Secondly, we need higher standards for assessing uncertainties in the derived land-change products. All three products scrutinized here were, in fact, extensively validated by their developers. Yet, validation samples were mostly generated by visually interpreting Landsat images17–19 – as is true for nearly all global time-series, especially for pre-2000 periods, where few alternative sources of validation data exist50. For accuracy assessments to be meaningful, however, accuracies must be comparable between validated and non-validated pixels and years51. In reality, the selection of validation samples and their correct visual interpretations are both biased away from the most data-limited regions and periods, which is also where the classification algorithms are most likely to fail. This likely results in exaggerated accuracy scores and hence unwarranted trust in Landsat-based monitoring products. To be honest towards data users, accuracy tests should directly incorporate information on limitations in both satellite and validation data. Again, models could be used to generate seamless predictions of class-confusion probabilities in between existing samples that are representative of all pixels and years, including those with limited data. Much more than allowing 'corrections’ of all pixel values51, this should allow mapping remaining uncertainties in ways that enable their due propagation into change assessments and indicators52, for example, in form of probability-mass functions of alternative class sequences for each pixel.

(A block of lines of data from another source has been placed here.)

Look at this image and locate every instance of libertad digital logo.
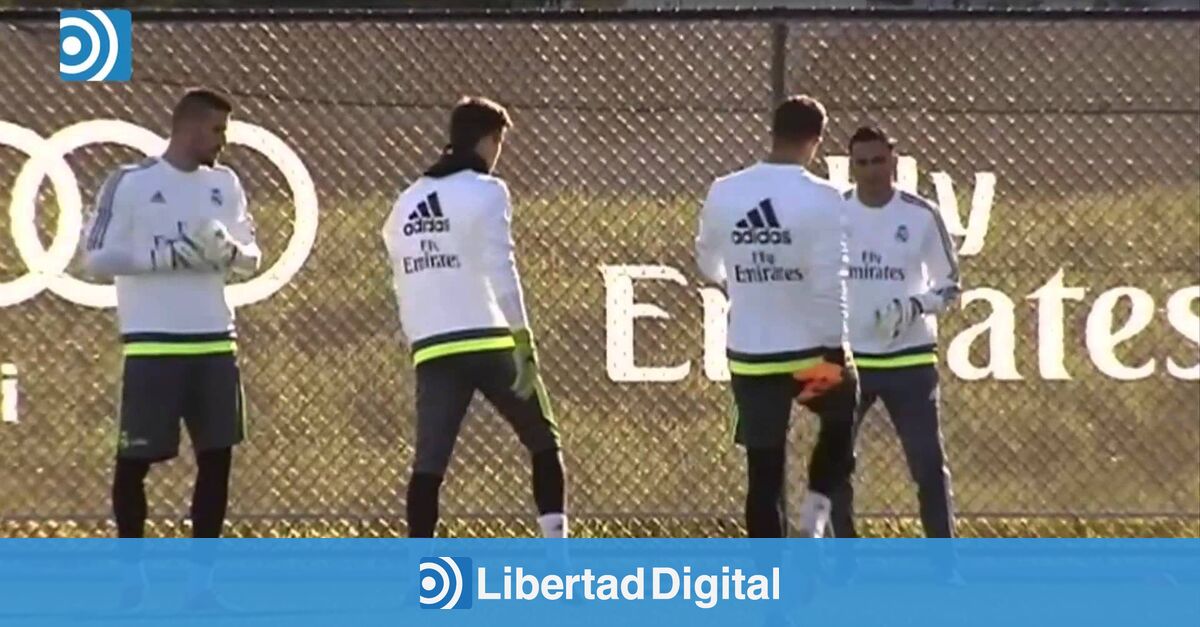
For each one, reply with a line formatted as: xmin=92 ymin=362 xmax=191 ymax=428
xmin=59 ymin=10 xmax=133 ymax=82
xmin=418 ymin=557 xmax=475 ymax=609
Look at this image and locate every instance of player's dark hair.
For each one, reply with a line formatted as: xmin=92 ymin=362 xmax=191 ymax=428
xmin=425 ymin=96 xmax=512 ymax=178
xmin=170 ymin=89 xmax=233 ymax=126
xmin=850 ymin=124 xmax=896 ymax=150
xmin=770 ymin=96 xmax=827 ymax=143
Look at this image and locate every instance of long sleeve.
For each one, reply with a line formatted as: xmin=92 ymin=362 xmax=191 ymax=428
xmin=481 ymin=183 xmax=529 ymax=329
xmin=80 ymin=168 xmax=154 ymax=279
xmin=804 ymin=195 xmax=850 ymax=348
xmin=228 ymin=175 xmax=263 ymax=276
xmin=696 ymin=187 xmax=728 ymax=285
xmin=914 ymin=206 xmax=962 ymax=314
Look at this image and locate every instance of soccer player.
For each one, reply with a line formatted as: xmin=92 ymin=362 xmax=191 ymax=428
xmin=383 ymin=97 xmax=568 ymax=538
xmin=82 ymin=90 xmax=262 ymax=608
xmin=833 ymin=126 xmax=960 ymax=538
xmin=696 ymin=96 xmax=857 ymax=537
xmin=83 ymin=90 xmax=262 ymax=538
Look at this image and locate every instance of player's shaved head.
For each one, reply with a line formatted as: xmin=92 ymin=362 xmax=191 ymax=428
xmin=770 ymin=96 xmax=827 ymax=144
xmin=170 ymin=89 xmax=233 ymax=129
xmin=167 ymin=89 xmax=233 ymax=169
xmin=850 ymin=124 xmax=896 ymax=153
xmin=450 ymin=96 xmax=512 ymax=150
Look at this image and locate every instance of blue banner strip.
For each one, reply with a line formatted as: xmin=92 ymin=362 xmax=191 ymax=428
xmin=0 ymin=539 xmax=1200 ymax=627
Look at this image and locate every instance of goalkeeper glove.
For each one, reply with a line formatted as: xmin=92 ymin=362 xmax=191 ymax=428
xmin=792 ymin=348 xmax=858 ymax=404
xmin=512 ymin=329 xmax=540 ymax=399
xmin=186 ymin=220 xmax=238 ymax=270
xmin=792 ymin=359 xmax=845 ymax=402
xmin=150 ymin=222 xmax=205 ymax=271
xmin=875 ymin=297 xmax=925 ymax=342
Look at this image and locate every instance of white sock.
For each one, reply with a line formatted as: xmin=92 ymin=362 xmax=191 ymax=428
xmin=538 ymin=514 xmax=569 ymax=538
xmin=800 ymin=490 xmax=833 ymax=538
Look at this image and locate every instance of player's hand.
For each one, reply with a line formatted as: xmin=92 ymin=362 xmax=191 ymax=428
xmin=150 ymin=230 xmax=209 ymax=266
xmin=512 ymin=329 xmax=539 ymax=399
xmin=185 ymin=220 xmax=236 ymax=269
xmin=792 ymin=359 xmax=846 ymax=402
xmin=875 ymin=297 xmax=925 ymax=342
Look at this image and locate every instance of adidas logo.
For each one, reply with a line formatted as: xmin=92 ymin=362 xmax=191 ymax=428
xmin=404 ymin=192 xmax=450 ymax=235
xmin=732 ymin=198 xmax=792 ymax=244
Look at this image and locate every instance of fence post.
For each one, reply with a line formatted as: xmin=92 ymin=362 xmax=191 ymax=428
xmin=770 ymin=19 xmax=787 ymax=106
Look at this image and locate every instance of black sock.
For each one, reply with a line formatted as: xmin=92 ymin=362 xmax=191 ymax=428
xmin=746 ymin=448 xmax=784 ymax=538
xmin=192 ymin=448 xmax=233 ymax=538
xmin=407 ymin=472 xmax=442 ymax=538
xmin=113 ymin=459 xmax=150 ymax=538
xmin=533 ymin=448 xmax=566 ymax=514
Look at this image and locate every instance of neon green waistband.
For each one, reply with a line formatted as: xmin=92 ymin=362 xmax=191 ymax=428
xmin=413 ymin=335 xmax=517 ymax=365
xmin=730 ymin=357 xmax=821 ymax=377
xmin=125 ymin=340 xmax=238 ymax=357
xmin=854 ymin=353 xmax=937 ymax=370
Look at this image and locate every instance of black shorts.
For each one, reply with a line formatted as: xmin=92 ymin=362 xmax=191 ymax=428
xmin=413 ymin=350 xmax=559 ymax=476
xmin=116 ymin=353 xmax=246 ymax=461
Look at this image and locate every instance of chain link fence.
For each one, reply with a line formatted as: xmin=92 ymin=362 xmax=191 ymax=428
xmin=0 ymin=11 xmax=1200 ymax=536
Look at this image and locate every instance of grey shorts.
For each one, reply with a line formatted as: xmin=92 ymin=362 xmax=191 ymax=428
xmin=116 ymin=353 xmax=246 ymax=461
xmin=413 ymin=350 xmax=559 ymax=477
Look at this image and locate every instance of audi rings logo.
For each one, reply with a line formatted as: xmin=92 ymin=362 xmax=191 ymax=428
xmin=0 ymin=120 xmax=317 ymax=309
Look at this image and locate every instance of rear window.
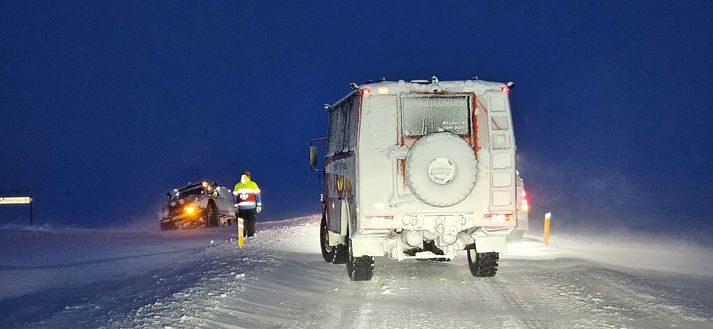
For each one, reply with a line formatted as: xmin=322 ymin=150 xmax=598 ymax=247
xmin=401 ymin=95 xmax=471 ymax=136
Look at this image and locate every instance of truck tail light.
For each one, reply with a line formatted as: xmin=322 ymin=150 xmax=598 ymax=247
xmin=520 ymin=189 xmax=530 ymax=212
xmin=485 ymin=214 xmax=512 ymax=224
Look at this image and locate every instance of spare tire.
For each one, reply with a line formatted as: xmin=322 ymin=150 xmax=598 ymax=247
xmin=406 ymin=132 xmax=478 ymax=207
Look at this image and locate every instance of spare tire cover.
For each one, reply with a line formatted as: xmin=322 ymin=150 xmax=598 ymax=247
xmin=406 ymin=132 xmax=478 ymax=207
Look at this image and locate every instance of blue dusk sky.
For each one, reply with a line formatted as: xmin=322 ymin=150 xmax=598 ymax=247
xmin=0 ymin=0 xmax=713 ymax=233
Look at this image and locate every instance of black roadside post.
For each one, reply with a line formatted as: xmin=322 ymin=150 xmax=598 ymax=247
xmin=30 ymin=197 xmax=32 ymax=227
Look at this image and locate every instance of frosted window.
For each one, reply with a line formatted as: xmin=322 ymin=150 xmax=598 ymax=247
xmin=327 ymin=107 xmax=344 ymax=155
xmin=343 ymin=97 xmax=359 ymax=151
xmin=402 ymin=95 xmax=470 ymax=136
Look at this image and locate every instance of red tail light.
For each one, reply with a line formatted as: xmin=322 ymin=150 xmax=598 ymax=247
xmin=520 ymin=189 xmax=530 ymax=212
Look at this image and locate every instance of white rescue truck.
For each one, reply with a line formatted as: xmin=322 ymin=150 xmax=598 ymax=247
xmin=310 ymin=77 xmax=517 ymax=280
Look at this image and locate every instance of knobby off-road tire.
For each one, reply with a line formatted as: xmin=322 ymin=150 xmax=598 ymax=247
xmin=467 ymin=248 xmax=500 ymax=277
xmin=319 ymin=211 xmax=348 ymax=264
xmin=406 ymin=132 xmax=478 ymax=207
xmin=346 ymin=232 xmax=374 ymax=281
xmin=203 ymin=202 xmax=220 ymax=227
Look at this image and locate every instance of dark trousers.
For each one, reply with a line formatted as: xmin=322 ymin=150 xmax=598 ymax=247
xmin=238 ymin=208 xmax=257 ymax=236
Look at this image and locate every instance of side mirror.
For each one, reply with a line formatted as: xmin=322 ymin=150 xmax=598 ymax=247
xmin=309 ymin=145 xmax=317 ymax=170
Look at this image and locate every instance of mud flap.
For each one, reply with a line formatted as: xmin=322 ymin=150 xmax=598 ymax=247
xmin=238 ymin=217 xmax=245 ymax=248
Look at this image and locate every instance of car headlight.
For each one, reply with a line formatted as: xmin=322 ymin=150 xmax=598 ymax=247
xmin=183 ymin=205 xmax=198 ymax=215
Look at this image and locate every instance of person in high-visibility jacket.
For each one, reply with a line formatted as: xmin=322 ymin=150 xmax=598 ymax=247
xmin=233 ymin=170 xmax=262 ymax=237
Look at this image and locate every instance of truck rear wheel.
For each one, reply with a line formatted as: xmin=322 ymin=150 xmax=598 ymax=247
xmin=319 ymin=210 xmax=334 ymax=263
xmin=319 ymin=210 xmax=347 ymax=264
xmin=467 ymin=248 xmax=500 ymax=277
xmin=346 ymin=232 xmax=374 ymax=281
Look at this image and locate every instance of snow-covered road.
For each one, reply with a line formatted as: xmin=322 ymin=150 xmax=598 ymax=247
xmin=0 ymin=217 xmax=713 ymax=328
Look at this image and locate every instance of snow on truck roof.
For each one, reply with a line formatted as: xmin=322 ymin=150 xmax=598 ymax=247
xmin=331 ymin=77 xmax=513 ymax=106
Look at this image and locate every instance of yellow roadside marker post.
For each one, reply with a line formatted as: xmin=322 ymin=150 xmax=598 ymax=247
xmin=545 ymin=212 xmax=552 ymax=245
xmin=238 ymin=217 xmax=245 ymax=248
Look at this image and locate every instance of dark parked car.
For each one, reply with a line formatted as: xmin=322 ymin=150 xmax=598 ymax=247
xmin=161 ymin=181 xmax=235 ymax=230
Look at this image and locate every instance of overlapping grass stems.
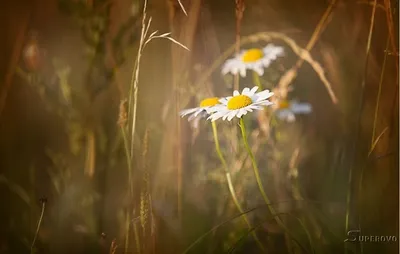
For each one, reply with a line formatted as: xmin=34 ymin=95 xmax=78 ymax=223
xmin=119 ymin=0 xmax=189 ymax=253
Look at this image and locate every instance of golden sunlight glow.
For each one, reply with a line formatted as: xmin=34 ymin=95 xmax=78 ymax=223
xmin=279 ymin=100 xmax=290 ymax=109
xmin=242 ymin=49 xmax=264 ymax=63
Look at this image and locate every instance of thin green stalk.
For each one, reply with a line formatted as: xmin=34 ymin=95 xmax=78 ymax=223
xmin=253 ymin=71 xmax=262 ymax=90
xmin=240 ymin=117 xmax=304 ymax=252
xmin=211 ymin=122 xmax=265 ymax=251
xmin=240 ymin=117 xmax=283 ymax=221
xmin=31 ymin=201 xmax=46 ymax=254
xmin=344 ymin=0 xmax=377 ymax=254
xmin=124 ymin=210 xmax=131 ymax=254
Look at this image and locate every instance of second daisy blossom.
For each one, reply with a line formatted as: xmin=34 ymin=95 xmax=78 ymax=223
xmin=207 ymin=86 xmax=274 ymax=121
xmin=222 ymin=44 xmax=283 ymax=77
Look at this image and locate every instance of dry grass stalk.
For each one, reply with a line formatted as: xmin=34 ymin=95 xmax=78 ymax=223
xmin=233 ymin=0 xmax=245 ymax=90
xmin=174 ymin=32 xmax=338 ymax=115
xmin=164 ymin=0 xmax=202 ymax=218
xmin=277 ymin=0 xmax=337 ymax=104
xmin=85 ymin=130 xmax=96 ymax=178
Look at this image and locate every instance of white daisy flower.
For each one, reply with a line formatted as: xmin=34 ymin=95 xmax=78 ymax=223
xmin=207 ymin=86 xmax=274 ymax=121
xmin=179 ymin=97 xmax=219 ymax=121
xmin=275 ymin=100 xmax=312 ymax=122
xmin=222 ymin=44 xmax=283 ymax=77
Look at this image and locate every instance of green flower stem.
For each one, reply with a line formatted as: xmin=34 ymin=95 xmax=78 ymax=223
xmin=253 ymin=71 xmax=262 ymax=90
xmin=211 ymin=122 xmax=265 ymax=251
xmin=240 ymin=117 xmax=285 ymax=228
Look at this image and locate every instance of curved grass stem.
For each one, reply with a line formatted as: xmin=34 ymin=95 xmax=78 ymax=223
xmin=239 ymin=118 xmax=280 ymax=218
xmin=211 ymin=122 xmax=265 ymax=251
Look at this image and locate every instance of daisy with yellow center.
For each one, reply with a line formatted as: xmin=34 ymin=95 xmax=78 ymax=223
xmin=208 ymin=86 xmax=273 ymax=121
xmin=275 ymin=100 xmax=312 ymax=122
xmin=180 ymin=97 xmax=219 ymax=121
xmin=222 ymin=44 xmax=283 ymax=77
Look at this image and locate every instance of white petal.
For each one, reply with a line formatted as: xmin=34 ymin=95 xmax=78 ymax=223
xmin=248 ymin=86 xmax=258 ymax=97
xmin=253 ymin=66 xmax=264 ymax=76
xmin=252 ymin=90 xmax=274 ymax=102
xmin=193 ymin=108 xmax=204 ymax=117
xmin=242 ymin=87 xmax=250 ymax=95
xmin=179 ymin=108 xmax=199 ymax=117
xmin=286 ymin=112 xmax=296 ymax=123
xmin=207 ymin=111 xmax=225 ymax=122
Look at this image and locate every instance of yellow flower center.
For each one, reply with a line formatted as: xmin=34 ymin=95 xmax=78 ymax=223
xmin=200 ymin=97 xmax=219 ymax=108
xmin=242 ymin=49 xmax=264 ymax=63
xmin=227 ymin=95 xmax=253 ymax=110
xmin=279 ymin=100 xmax=290 ymax=109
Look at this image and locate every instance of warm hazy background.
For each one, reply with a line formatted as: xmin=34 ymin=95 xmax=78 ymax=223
xmin=0 ymin=0 xmax=399 ymax=254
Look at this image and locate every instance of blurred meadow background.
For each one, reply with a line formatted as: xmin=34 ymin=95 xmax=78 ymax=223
xmin=0 ymin=0 xmax=399 ymax=254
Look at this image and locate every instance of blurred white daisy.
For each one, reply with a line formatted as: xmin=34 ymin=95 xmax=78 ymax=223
xmin=275 ymin=100 xmax=312 ymax=122
xmin=179 ymin=97 xmax=220 ymax=121
xmin=208 ymin=86 xmax=274 ymax=121
xmin=222 ymin=44 xmax=283 ymax=77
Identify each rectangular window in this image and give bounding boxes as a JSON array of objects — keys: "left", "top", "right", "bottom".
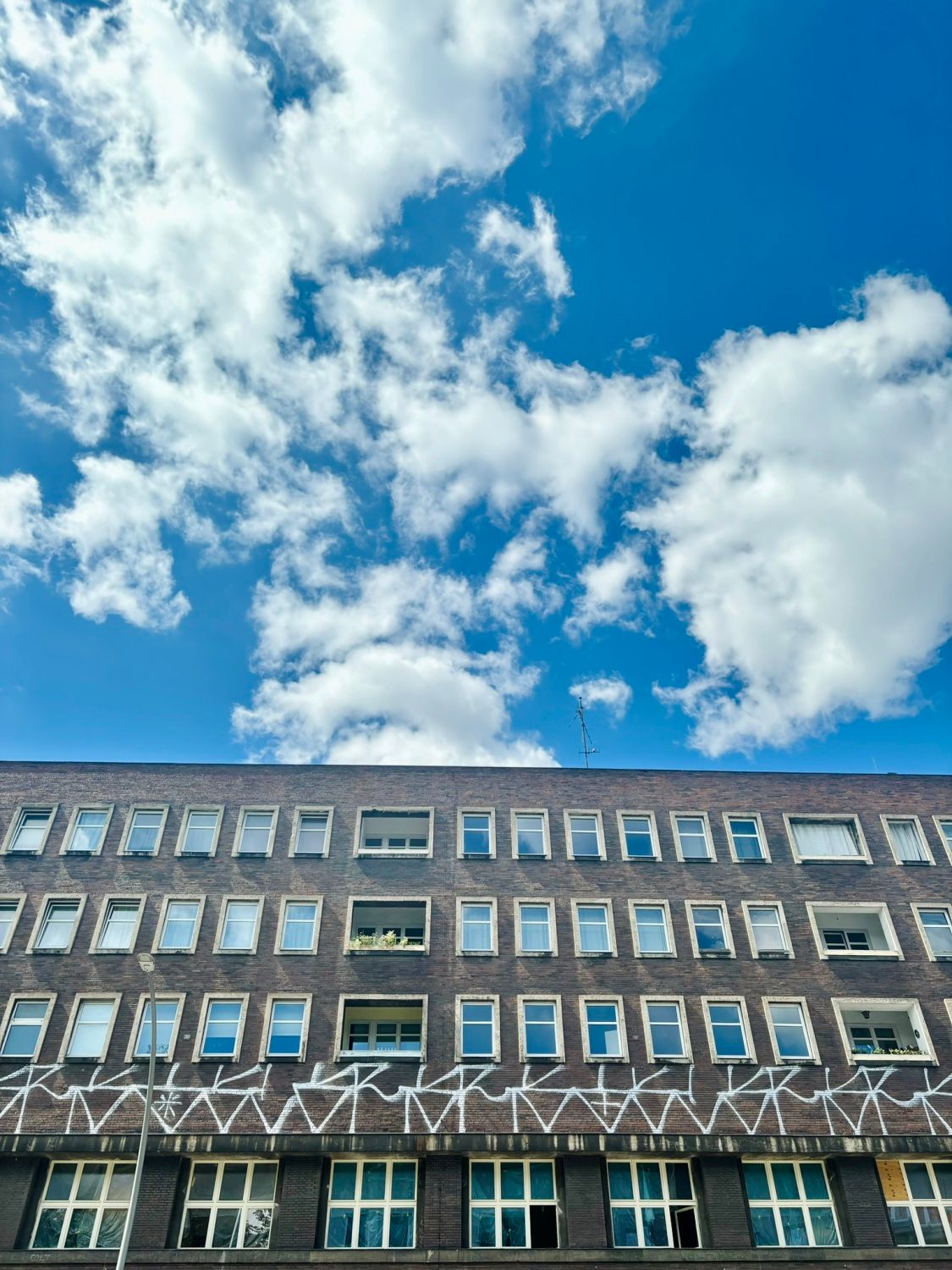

Such higher standards would imply more time needed for the development and quality-assurance of time-series products, and thus fewer, more transparent products that pass peer-review and enter the market every year. This would be desirable from the perspective of data users, who are already overwhelmed by too many products to choose from with little guidance on which products they should trust26. Many data users may be similarly overwhelmed by fewer but more voluminous products with rich, pixel-level uncertainty information, as they lack the technical capacity to effectively use them. Thus, we additionally need easy-to-use tools helping with their use, as well as with selecting the most fit-for-purpose product for a given desired application. For example, software packages could support easier incorporation of data uncertainties into, and propagation between, different types of applications (mapping, change assessment, causal analysis, etc.). Similarly, cloud-based tools could automatically test where within a user-specified region and period a given product could plausibly support the desired application, given the product’s uncertainties and/or underlying satellite data limitations.
At the same time, data users should acknowledge that remote-sensing “data” on land changes are not facts, but model-based interpretations of (satellite) data that often inherit large uncertainties. Ultimately, data users carry the burden of validating their original results on land changes, even when they rely on existing products. Easy-to-use and freely available webtools for exploring historical time-series of high-resolution images (e.g., Google Earth Pro) empower them to do so.
By highlighting data limitations and biases in perceived land changes, and offering data-quality layers and suggestions for addressing these, we provide an essential first step. We hope that this may serve as a starting point for the needed collaborative actions, to ensure that satellite-based data can reliably guide progress towards a sustainable future.